Robert Kröger, Steve Miranda

Graduate Student(s):  Dan Goetz, Caroline Andrews

Floodplain lakes in the MAV face high nutrient and suspended sediment concentrations. As such, organisms ranging from phytoplankton to fish face challenges that limit their survival, growth, and reproduction. To determine these effects, this project looks at several aspects of floodplain lake communities in the MAV.

We aim to:

  1. Standardize an improved method of in-situ sampling for chlorophyll-a and turbidity.
    Using two handheld meters, we will relate in-situ measurements to laboratory analyses to determine if sample manipulation or particular covariates are important to incorporate into meter estimates.

  2. Determine if surrogate measures of chlorophyll-a and suspended solids are appropriate for predicting phosphorus and nitrogen concentrations.
    In support of nutrient criteria development and monitoring, applying meter estimates as a further surrogate of total nitrogen and total phosphorus concentrations will allow for reduced costs and increased efficiency.

  3. Assess spatial patterns among fish assemblages along Bear Creek (Yazoo River Basin).
    Bear Creek, a remnant channel of the Ohio River, directly connects six floodplain lakes.
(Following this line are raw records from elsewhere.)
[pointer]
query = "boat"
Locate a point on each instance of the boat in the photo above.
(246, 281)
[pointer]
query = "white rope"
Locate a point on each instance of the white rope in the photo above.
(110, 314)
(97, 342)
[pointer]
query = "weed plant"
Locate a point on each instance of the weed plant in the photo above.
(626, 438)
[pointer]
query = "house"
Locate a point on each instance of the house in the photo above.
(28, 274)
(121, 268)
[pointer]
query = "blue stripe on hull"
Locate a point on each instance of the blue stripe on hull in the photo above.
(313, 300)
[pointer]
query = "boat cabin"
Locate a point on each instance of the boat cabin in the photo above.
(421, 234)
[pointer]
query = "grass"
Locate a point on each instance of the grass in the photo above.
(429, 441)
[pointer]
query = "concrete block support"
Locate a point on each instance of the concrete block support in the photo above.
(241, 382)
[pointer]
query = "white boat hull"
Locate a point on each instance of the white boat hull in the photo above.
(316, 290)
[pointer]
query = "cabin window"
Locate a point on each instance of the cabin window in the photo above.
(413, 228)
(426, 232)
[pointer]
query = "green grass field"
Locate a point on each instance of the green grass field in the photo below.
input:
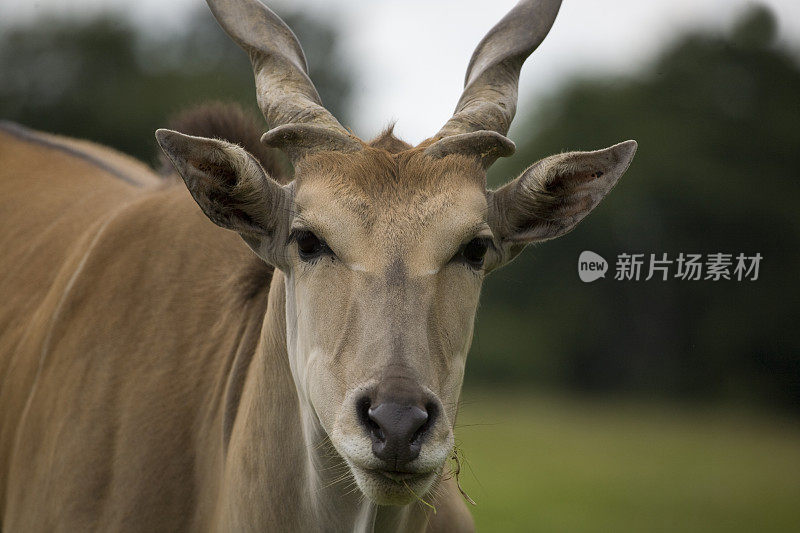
(554, 464)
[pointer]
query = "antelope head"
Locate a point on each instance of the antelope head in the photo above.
(384, 246)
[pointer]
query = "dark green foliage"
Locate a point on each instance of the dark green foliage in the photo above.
(105, 80)
(717, 120)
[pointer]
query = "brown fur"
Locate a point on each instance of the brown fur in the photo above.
(132, 377)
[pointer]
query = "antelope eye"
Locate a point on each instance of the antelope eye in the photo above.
(475, 251)
(309, 246)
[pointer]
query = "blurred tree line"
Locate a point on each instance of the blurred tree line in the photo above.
(718, 170)
(716, 117)
(106, 80)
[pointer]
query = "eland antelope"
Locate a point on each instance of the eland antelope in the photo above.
(300, 372)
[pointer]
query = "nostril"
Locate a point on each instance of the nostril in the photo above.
(432, 412)
(363, 408)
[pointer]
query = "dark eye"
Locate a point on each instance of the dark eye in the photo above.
(309, 246)
(475, 251)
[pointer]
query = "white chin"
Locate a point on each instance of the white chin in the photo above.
(391, 489)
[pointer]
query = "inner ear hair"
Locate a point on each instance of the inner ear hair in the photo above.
(553, 195)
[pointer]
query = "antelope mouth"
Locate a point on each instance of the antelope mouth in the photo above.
(393, 487)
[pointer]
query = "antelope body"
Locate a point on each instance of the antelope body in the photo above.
(298, 372)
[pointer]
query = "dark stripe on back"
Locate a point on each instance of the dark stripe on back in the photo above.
(32, 136)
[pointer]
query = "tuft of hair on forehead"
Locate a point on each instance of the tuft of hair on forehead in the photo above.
(386, 140)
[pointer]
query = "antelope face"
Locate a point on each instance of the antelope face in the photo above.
(388, 253)
(384, 246)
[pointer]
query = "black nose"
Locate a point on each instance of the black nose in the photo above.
(396, 430)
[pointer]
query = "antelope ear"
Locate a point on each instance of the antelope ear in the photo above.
(553, 195)
(231, 188)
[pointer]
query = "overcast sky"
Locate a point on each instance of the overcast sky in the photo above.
(410, 55)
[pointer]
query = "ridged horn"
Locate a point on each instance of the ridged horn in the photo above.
(489, 100)
(284, 91)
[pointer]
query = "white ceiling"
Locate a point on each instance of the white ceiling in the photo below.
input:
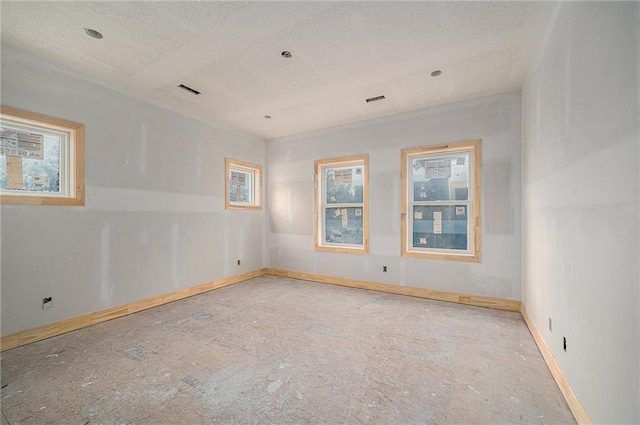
(343, 53)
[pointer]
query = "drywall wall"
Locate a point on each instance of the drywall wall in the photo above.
(154, 220)
(496, 120)
(581, 204)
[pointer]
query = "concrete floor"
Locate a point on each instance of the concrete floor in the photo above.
(283, 351)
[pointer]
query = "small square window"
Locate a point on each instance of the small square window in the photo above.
(41, 159)
(243, 185)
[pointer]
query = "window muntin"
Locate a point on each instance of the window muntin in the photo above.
(341, 223)
(243, 185)
(441, 202)
(41, 159)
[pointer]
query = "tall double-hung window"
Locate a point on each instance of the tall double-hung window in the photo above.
(341, 213)
(440, 211)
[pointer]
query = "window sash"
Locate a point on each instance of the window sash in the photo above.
(335, 230)
(441, 236)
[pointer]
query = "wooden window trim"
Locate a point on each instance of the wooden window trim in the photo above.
(317, 225)
(76, 145)
(256, 184)
(466, 145)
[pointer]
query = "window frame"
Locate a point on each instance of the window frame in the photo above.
(320, 204)
(71, 159)
(255, 171)
(473, 202)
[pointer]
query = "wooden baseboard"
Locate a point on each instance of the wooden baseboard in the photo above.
(475, 300)
(47, 331)
(574, 404)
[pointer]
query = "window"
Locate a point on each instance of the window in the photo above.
(243, 185)
(440, 211)
(341, 217)
(41, 159)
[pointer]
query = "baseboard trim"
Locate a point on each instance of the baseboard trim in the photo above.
(47, 331)
(572, 400)
(475, 300)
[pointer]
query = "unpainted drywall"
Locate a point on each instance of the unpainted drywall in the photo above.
(581, 204)
(496, 120)
(154, 220)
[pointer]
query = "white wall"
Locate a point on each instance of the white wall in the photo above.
(581, 204)
(496, 120)
(154, 220)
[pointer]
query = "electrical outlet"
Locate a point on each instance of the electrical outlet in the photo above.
(47, 302)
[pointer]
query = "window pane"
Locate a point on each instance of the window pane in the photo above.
(36, 168)
(443, 227)
(441, 178)
(343, 185)
(343, 225)
(240, 186)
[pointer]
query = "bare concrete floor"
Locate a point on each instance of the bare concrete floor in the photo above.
(283, 351)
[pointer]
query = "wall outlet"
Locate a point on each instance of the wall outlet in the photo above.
(47, 302)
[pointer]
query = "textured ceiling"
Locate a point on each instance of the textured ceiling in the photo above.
(343, 53)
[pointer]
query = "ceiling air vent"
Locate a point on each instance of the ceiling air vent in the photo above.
(375, 99)
(189, 89)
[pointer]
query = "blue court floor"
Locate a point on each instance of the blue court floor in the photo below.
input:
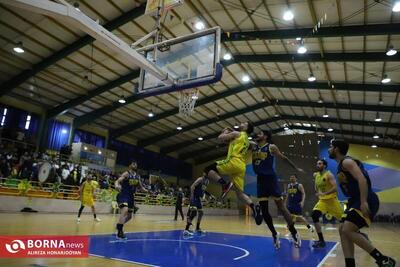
(169, 248)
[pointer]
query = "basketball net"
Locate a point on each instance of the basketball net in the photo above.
(187, 100)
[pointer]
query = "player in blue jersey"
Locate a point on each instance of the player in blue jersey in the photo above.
(127, 185)
(363, 204)
(264, 153)
(197, 191)
(295, 199)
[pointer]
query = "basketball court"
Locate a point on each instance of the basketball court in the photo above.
(109, 82)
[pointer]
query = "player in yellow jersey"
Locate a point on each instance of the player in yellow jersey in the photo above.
(326, 191)
(234, 165)
(86, 192)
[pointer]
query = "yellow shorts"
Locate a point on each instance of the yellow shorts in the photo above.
(235, 169)
(87, 201)
(331, 206)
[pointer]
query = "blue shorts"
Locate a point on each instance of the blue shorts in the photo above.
(196, 202)
(267, 186)
(126, 201)
(295, 209)
(353, 212)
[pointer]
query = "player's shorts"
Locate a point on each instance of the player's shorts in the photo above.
(330, 206)
(235, 169)
(87, 200)
(295, 210)
(126, 201)
(196, 202)
(268, 187)
(353, 212)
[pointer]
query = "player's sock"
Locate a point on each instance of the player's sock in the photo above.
(293, 231)
(80, 211)
(253, 209)
(321, 237)
(350, 262)
(377, 255)
(222, 181)
(119, 227)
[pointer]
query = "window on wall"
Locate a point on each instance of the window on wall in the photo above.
(3, 117)
(28, 122)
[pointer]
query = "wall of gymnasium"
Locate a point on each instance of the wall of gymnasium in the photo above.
(60, 128)
(383, 166)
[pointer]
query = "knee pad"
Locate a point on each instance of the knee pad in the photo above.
(192, 212)
(212, 167)
(315, 215)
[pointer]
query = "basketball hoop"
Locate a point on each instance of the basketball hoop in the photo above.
(187, 100)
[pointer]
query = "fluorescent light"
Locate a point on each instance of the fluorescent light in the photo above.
(302, 49)
(288, 15)
(245, 78)
(121, 100)
(378, 118)
(199, 25)
(396, 7)
(227, 56)
(19, 48)
(385, 79)
(391, 51)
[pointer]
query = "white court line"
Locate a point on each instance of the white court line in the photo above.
(246, 252)
(136, 262)
(328, 255)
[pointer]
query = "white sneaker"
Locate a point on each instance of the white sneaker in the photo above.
(277, 241)
(297, 242)
(188, 233)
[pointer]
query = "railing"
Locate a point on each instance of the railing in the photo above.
(17, 187)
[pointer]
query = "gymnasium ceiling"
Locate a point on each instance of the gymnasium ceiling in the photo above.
(66, 72)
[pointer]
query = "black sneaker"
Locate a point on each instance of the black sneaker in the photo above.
(387, 262)
(319, 244)
(121, 235)
(135, 209)
(258, 217)
(225, 189)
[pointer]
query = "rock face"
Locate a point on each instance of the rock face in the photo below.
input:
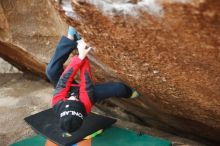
(168, 51)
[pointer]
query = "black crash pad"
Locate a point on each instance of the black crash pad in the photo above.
(47, 124)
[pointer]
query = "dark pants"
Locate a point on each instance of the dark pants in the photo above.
(101, 91)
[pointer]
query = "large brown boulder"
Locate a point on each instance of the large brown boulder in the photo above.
(169, 53)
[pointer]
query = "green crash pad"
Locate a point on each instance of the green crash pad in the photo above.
(113, 136)
(120, 137)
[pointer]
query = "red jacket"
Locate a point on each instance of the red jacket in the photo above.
(63, 88)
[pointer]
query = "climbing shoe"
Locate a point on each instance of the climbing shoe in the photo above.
(135, 94)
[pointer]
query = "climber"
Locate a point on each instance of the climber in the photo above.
(72, 101)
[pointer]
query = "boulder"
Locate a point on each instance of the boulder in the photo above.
(168, 50)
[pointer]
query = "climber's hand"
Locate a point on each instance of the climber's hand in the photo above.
(83, 49)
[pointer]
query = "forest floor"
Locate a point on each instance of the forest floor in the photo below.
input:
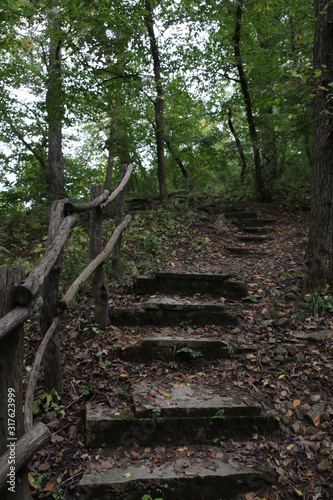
(289, 370)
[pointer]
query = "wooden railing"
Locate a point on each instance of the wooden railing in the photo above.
(20, 300)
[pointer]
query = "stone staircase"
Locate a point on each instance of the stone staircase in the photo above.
(255, 231)
(161, 446)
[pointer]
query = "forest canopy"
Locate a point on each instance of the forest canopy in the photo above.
(209, 96)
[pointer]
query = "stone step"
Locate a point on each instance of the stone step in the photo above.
(185, 478)
(170, 312)
(179, 349)
(185, 413)
(245, 251)
(248, 222)
(256, 230)
(239, 214)
(190, 284)
(254, 238)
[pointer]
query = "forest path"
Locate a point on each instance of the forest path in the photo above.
(277, 360)
(188, 413)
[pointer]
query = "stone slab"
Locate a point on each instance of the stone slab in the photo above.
(255, 238)
(106, 427)
(253, 222)
(169, 312)
(187, 400)
(190, 284)
(185, 479)
(245, 251)
(179, 349)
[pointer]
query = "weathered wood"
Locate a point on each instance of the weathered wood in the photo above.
(26, 291)
(116, 252)
(121, 186)
(99, 279)
(95, 203)
(52, 355)
(11, 373)
(25, 448)
(33, 376)
(70, 294)
(18, 316)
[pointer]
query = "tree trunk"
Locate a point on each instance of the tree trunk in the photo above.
(11, 399)
(99, 280)
(320, 250)
(259, 181)
(54, 108)
(111, 148)
(52, 355)
(239, 147)
(178, 160)
(116, 253)
(159, 105)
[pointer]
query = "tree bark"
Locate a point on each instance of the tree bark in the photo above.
(259, 181)
(50, 263)
(159, 105)
(99, 279)
(320, 249)
(11, 373)
(70, 294)
(26, 447)
(239, 147)
(18, 316)
(118, 190)
(52, 354)
(116, 252)
(54, 108)
(33, 376)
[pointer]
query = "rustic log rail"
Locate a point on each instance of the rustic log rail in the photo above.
(19, 301)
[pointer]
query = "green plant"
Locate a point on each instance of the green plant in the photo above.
(192, 352)
(220, 415)
(48, 401)
(320, 303)
(219, 440)
(231, 347)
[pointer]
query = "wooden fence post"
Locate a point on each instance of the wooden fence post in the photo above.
(11, 399)
(52, 355)
(99, 279)
(116, 253)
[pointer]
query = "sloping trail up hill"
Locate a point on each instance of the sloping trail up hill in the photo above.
(196, 421)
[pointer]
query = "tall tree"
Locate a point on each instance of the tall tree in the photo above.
(320, 250)
(54, 108)
(248, 104)
(159, 104)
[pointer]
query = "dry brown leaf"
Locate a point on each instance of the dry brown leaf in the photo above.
(165, 394)
(316, 421)
(50, 486)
We predict that as nutrients and sediments accumulate near the end of the chain, fish communities will also change. We will use fish assemblages in each lake on the chain to determine if there a spatial relationships along the gradient.

  4. Assess spatial patterns in larval fish communities in an isolated floodplain lake.
    Different regions of floodplain lakes including open water, shoreline, and surrounding forested, seasonally inundated wetlands, may provide varying contributions of spawning habitat for fish species. We will use light traps to observe possible spatial patterns in larval fish distribution.

  5. Identify fish guilds that reflect water quality characteristics in deep and shallow oxbow lakes of the Lower Mississippi Alluvial Valley.
    Lake depth is important in regulating water quality, of which different fish species have varying levels of tolerance to. By measuring diel fluctuations in DO, pH and temperature, along with in-situ water quality, we hope to identify distinct guilds of fish inhabiting deep and shallow oxbow lakes that may be characterized by different levels of various water quality parameters.

  6. Identify effects of smallmouth buffalo population density on water quality in shallow aquatic systems.
    Water quality issues in shallow oxbow lakes of the MAV may be attributable to sources other than surrounding land-use practices. The smallmouth buffalo (SMB) is a large benthivorous fish native to the MRB. Through feedback mechanisms, we predict SMB will have deleterious effects on water quality in shallow aquatic systems. This hypothesis will be experimentally investigated in farm ponds.